O especialista em engenharia de transportes e técnico de pesquisa e planejamento do Instituto de Pesquisa Econômica Aplicada (Ipea) Erivelton Guedes, afirmou esta semana que a disseminação dos serviços
de transporte de passageiros por motociclistas de aplicativos no país, é uma tragédia anunciada em um trânsito já marcado pela alta mortalidade em colisões e quedas de motocicletas.
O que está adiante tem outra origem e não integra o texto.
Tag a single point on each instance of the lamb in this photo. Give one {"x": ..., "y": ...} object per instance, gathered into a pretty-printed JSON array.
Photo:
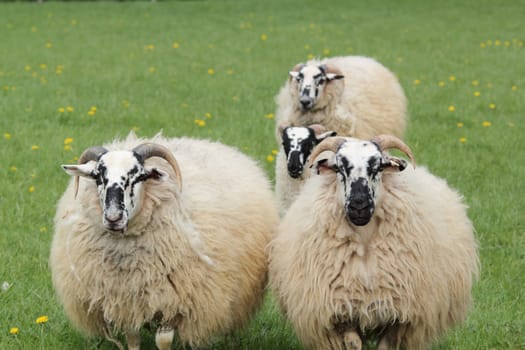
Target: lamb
[
  {"x": 137, "y": 248},
  {"x": 352, "y": 96},
  {"x": 373, "y": 250},
  {"x": 298, "y": 142}
]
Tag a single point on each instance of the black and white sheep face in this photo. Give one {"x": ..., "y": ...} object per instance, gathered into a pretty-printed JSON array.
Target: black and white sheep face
[
  {"x": 119, "y": 176},
  {"x": 359, "y": 166},
  {"x": 311, "y": 80},
  {"x": 298, "y": 143}
]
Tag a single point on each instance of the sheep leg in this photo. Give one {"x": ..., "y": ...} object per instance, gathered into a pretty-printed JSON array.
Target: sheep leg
[
  {"x": 352, "y": 340},
  {"x": 164, "y": 337},
  {"x": 391, "y": 338},
  {"x": 133, "y": 340}
]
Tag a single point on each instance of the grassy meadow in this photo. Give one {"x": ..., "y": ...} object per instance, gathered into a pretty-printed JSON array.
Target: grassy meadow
[{"x": 78, "y": 74}]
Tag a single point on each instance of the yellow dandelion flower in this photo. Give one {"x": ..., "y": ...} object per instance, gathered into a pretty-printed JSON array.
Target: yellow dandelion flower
[
  {"x": 42, "y": 319},
  {"x": 200, "y": 122}
]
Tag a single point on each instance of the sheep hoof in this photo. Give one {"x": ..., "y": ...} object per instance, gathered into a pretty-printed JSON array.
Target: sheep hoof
[
  {"x": 133, "y": 340},
  {"x": 352, "y": 341},
  {"x": 164, "y": 337}
]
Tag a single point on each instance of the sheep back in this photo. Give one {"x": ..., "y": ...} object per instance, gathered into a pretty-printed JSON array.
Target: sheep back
[
  {"x": 371, "y": 101},
  {"x": 413, "y": 264},
  {"x": 226, "y": 209}
]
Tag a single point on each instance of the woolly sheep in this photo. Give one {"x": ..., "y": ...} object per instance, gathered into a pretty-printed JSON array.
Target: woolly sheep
[
  {"x": 352, "y": 96},
  {"x": 368, "y": 252},
  {"x": 298, "y": 142},
  {"x": 147, "y": 250}
]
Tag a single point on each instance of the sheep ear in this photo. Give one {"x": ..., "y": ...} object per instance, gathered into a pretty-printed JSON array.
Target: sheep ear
[
  {"x": 156, "y": 174},
  {"x": 334, "y": 76},
  {"x": 324, "y": 135},
  {"x": 325, "y": 166},
  {"x": 293, "y": 74},
  {"x": 393, "y": 164},
  {"x": 281, "y": 128},
  {"x": 85, "y": 170}
]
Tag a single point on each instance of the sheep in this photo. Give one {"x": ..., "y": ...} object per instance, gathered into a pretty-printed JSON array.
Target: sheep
[
  {"x": 298, "y": 142},
  {"x": 373, "y": 250},
  {"x": 137, "y": 248},
  {"x": 353, "y": 96}
]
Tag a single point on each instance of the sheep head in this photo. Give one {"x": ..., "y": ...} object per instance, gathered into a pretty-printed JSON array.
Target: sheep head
[
  {"x": 298, "y": 142},
  {"x": 359, "y": 166},
  {"x": 120, "y": 176},
  {"x": 311, "y": 80}
]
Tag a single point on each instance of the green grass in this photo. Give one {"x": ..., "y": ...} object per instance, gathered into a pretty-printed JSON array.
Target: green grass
[{"x": 119, "y": 57}]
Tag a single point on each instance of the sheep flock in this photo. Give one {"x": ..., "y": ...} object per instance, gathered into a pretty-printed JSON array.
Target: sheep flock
[{"x": 184, "y": 236}]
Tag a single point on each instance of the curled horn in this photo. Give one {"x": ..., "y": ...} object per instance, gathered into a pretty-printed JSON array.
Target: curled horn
[
  {"x": 328, "y": 144},
  {"x": 89, "y": 154},
  {"x": 298, "y": 67},
  {"x": 148, "y": 150},
  {"x": 388, "y": 142},
  {"x": 317, "y": 128}
]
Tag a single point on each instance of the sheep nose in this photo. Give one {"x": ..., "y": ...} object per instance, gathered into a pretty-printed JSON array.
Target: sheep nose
[
  {"x": 306, "y": 102},
  {"x": 114, "y": 217}
]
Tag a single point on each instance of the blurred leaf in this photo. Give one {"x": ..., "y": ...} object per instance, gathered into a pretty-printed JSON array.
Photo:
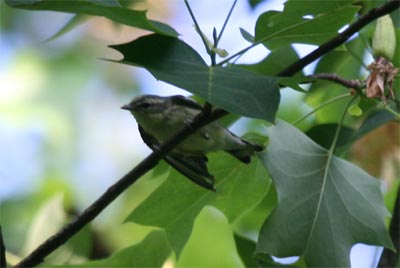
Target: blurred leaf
[
  {"x": 151, "y": 252},
  {"x": 249, "y": 225},
  {"x": 323, "y": 134},
  {"x": 211, "y": 244},
  {"x": 233, "y": 89},
  {"x": 110, "y": 10},
  {"x": 74, "y": 22},
  {"x": 290, "y": 26},
  {"x": 177, "y": 202},
  {"x": 326, "y": 204},
  {"x": 274, "y": 62},
  {"x": 48, "y": 220}
]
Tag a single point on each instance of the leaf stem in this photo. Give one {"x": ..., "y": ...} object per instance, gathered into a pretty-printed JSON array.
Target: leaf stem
[
  {"x": 320, "y": 107},
  {"x": 196, "y": 24},
  {"x": 225, "y": 23}
]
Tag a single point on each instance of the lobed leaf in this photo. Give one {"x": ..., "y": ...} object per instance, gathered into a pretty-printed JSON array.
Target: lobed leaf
[
  {"x": 233, "y": 89},
  {"x": 277, "y": 29},
  {"x": 151, "y": 252},
  {"x": 326, "y": 204},
  {"x": 177, "y": 202}
]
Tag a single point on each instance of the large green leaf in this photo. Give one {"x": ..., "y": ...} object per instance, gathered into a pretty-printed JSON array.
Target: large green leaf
[
  {"x": 326, "y": 204},
  {"x": 151, "y": 252},
  {"x": 233, "y": 89},
  {"x": 291, "y": 26},
  {"x": 177, "y": 202},
  {"x": 108, "y": 9}
]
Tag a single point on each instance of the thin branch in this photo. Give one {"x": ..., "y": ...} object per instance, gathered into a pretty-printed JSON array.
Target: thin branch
[
  {"x": 355, "y": 84},
  {"x": 3, "y": 261},
  {"x": 342, "y": 37},
  {"x": 55, "y": 241}
]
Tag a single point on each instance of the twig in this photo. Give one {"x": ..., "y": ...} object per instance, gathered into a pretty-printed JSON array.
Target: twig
[
  {"x": 196, "y": 24},
  {"x": 342, "y": 37},
  {"x": 3, "y": 261},
  {"x": 388, "y": 257},
  {"x": 55, "y": 241},
  {"x": 355, "y": 84}
]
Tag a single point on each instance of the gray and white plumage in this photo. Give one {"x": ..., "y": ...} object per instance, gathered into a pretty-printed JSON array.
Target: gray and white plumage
[{"x": 159, "y": 118}]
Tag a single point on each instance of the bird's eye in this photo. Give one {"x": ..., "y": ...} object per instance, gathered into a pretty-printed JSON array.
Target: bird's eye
[{"x": 145, "y": 105}]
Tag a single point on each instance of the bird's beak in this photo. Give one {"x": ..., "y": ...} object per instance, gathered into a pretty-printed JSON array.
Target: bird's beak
[{"x": 126, "y": 107}]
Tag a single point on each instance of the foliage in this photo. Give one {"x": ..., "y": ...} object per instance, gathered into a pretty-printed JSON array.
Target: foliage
[{"x": 302, "y": 196}]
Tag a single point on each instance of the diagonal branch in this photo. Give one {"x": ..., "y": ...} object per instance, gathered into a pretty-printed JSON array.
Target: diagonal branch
[
  {"x": 342, "y": 37},
  {"x": 55, "y": 241},
  {"x": 3, "y": 262},
  {"x": 204, "y": 118}
]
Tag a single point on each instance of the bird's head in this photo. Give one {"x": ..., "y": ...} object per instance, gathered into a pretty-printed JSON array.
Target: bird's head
[{"x": 146, "y": 104}]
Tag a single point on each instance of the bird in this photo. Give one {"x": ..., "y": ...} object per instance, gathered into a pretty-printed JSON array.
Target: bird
[{"x": 159, "y": 118}]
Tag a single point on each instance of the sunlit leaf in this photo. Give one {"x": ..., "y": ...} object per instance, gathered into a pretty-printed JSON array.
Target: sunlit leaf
[
  {"x": 326, "y": 204},
  {"x": 108, "y": 9},
  {"x": 233, "y": 89},
  {"x": 177, "y": 202},
  {"x": 292, "y": 26}
]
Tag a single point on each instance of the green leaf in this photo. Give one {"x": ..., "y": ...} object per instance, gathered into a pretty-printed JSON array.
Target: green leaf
[
  {"x": 323, "y": 134},
  {"x": 211, "y": 244},
  {"x": 374, "y": 120},
  {"x": 70, "y": 25},
  {"x": 231, "y": 88},
  {"x": 177, "y": 202},
  {"x": 247, "y": 36},
  {"x": 355, "y": 110},
  {"x": 274, "y": 62},
  {"x": 246, "y": 249},
  {"x": 151, "y": 252},
  {"x": 277, "y": 29},
  {"x": 326, "y": 204},
  {"x": 110, "y": 10}
]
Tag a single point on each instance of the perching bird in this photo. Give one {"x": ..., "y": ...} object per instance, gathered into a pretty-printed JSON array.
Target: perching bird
[{"x": 161, "y": 117}]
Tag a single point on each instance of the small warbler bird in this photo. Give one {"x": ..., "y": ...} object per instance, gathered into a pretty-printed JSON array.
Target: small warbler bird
[{"x": 159, "y": 118}]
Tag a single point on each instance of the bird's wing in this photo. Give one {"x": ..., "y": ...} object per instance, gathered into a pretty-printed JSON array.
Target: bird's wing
[
  {"x": 194, "y": 168},
  {"x": 183, "y": 101}
]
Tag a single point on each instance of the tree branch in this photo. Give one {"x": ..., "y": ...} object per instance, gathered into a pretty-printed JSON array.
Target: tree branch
[
  {"x": 342, "y": 37},
  {"x": 355, "y": 84},
  {"x": 388, "y": 257},
  {"x": 55, "y": 241}
]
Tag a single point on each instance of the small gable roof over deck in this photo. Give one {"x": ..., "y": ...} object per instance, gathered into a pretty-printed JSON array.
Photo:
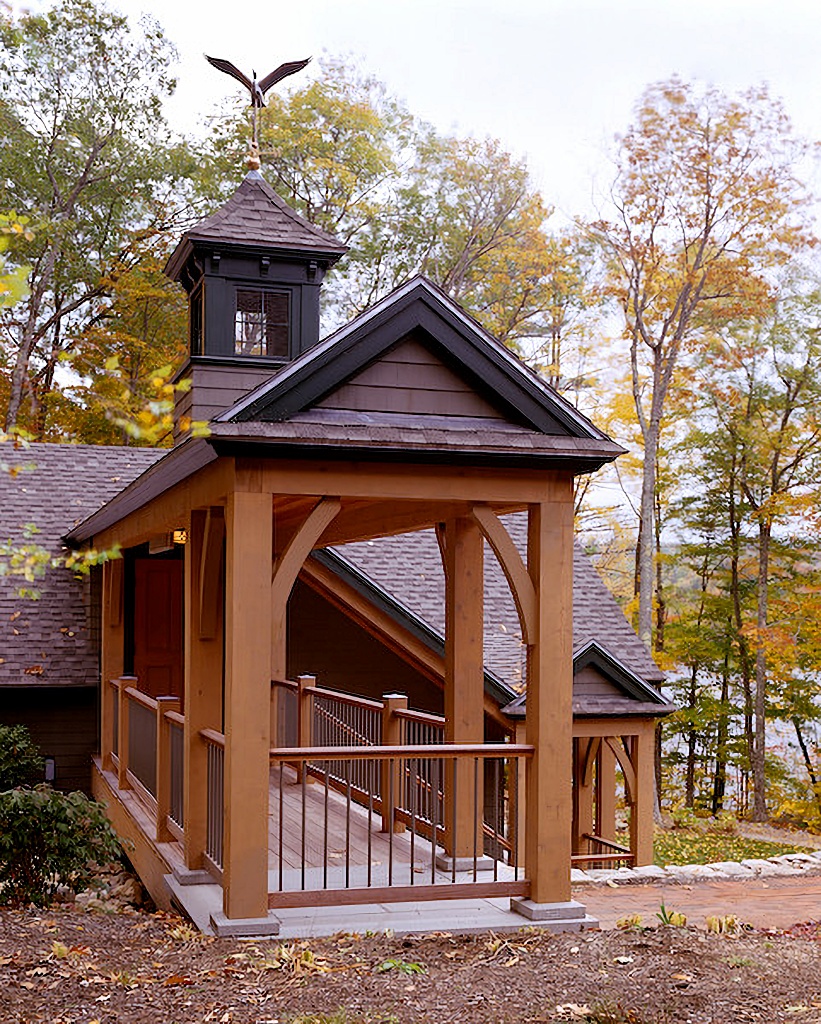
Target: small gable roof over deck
[{"x": 342, "y": 399}]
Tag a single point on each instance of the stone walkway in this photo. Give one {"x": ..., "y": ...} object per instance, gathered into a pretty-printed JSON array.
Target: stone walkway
[
  {"x": 763, "y": 902},
  {"x": 775, "y": 893}
]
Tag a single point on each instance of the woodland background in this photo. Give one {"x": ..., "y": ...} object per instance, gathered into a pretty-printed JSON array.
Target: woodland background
[{"x": 684, "y": 320}]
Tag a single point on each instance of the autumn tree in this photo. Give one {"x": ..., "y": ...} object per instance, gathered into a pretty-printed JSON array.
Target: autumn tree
[
  {"x": 124, "y": 357},
  {"x": 749, "y": 469},
  {"x": 405, "y": 199},
  {"x": 85, "y": 155},
  {"x": 705, "y": 204}
]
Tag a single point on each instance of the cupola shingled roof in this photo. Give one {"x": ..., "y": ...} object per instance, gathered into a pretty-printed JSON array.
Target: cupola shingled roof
[{"x": 257, "y": 215}]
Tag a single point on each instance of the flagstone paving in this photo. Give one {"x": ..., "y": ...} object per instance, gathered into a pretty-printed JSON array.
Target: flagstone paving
[{"x": 764, "y": 902}]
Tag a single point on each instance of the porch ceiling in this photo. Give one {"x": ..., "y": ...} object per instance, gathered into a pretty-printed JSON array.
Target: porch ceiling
[{"x": 364, "y": 519}]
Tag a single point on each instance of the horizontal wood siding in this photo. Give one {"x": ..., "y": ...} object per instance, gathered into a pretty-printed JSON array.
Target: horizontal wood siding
[
  {"x": 590, "y": 682},
  {"x": 411, "y": 379},
  {"x": 62, "y": 723},
  {"x": 323, "y": 642}
]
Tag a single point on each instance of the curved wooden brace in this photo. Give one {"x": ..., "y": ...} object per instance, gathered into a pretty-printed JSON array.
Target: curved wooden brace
[
  {"x": 518, "y": 578},
  {"x": 590, "y": 760},
  {"x": 628, "y": 770},
  {"x": 287, "y": 569},
  {"x": 298, "y": 549},
  {"x": 211, "y": 571}
]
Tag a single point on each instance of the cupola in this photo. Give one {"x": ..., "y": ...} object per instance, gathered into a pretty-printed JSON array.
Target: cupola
[{"x": 252, "y": 270}]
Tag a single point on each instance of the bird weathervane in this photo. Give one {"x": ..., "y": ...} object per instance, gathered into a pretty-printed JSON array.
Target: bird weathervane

Guedes foi um dos
responsáveis pela inclusão das mortes no trânsito no Atlas da Violência 2025, lançado no mês de junho.
Produzido pelo Ipea e pelo Fórum Brasileiro de Segurança Pública, o Atlas da Violência 2025 alertou que, enquanto os homicídios estão em queda, o número de vítimas de colisões, atropelamentos e outros sinistros de trânsito vem crescendo desde 2020.
Em 2019, houve 31.945 vítimas do trânsito no Brasil, número que aumentou nos anos seguintes até chegar a 34.881 em 2023. Neste mesmo período, o número de vítimas de sinistros com motos subiu de 11.182 para 13.477.
O fator de maior peso nessa alta, segundo o documento, é o número de ocorrências envolvendo motocicletas, que já respondiam por uma em cada três mortes no trânsito brasileiro em 2023, último ano com dados disponíveis no Sistema de Informações de Mortalidade do Ministério da Saúde.
Segundo o atlas, “o usuário da motocicleta é, atualmente, a maior vítima dos sinistros de trânsito no Brasil”. Guedes acredita que, no ano que vem, quando o atlas incluir os dados de 2024, a disseminação dos serviços de aplicativo contribuirá para um aumento ainda maior nas mortes.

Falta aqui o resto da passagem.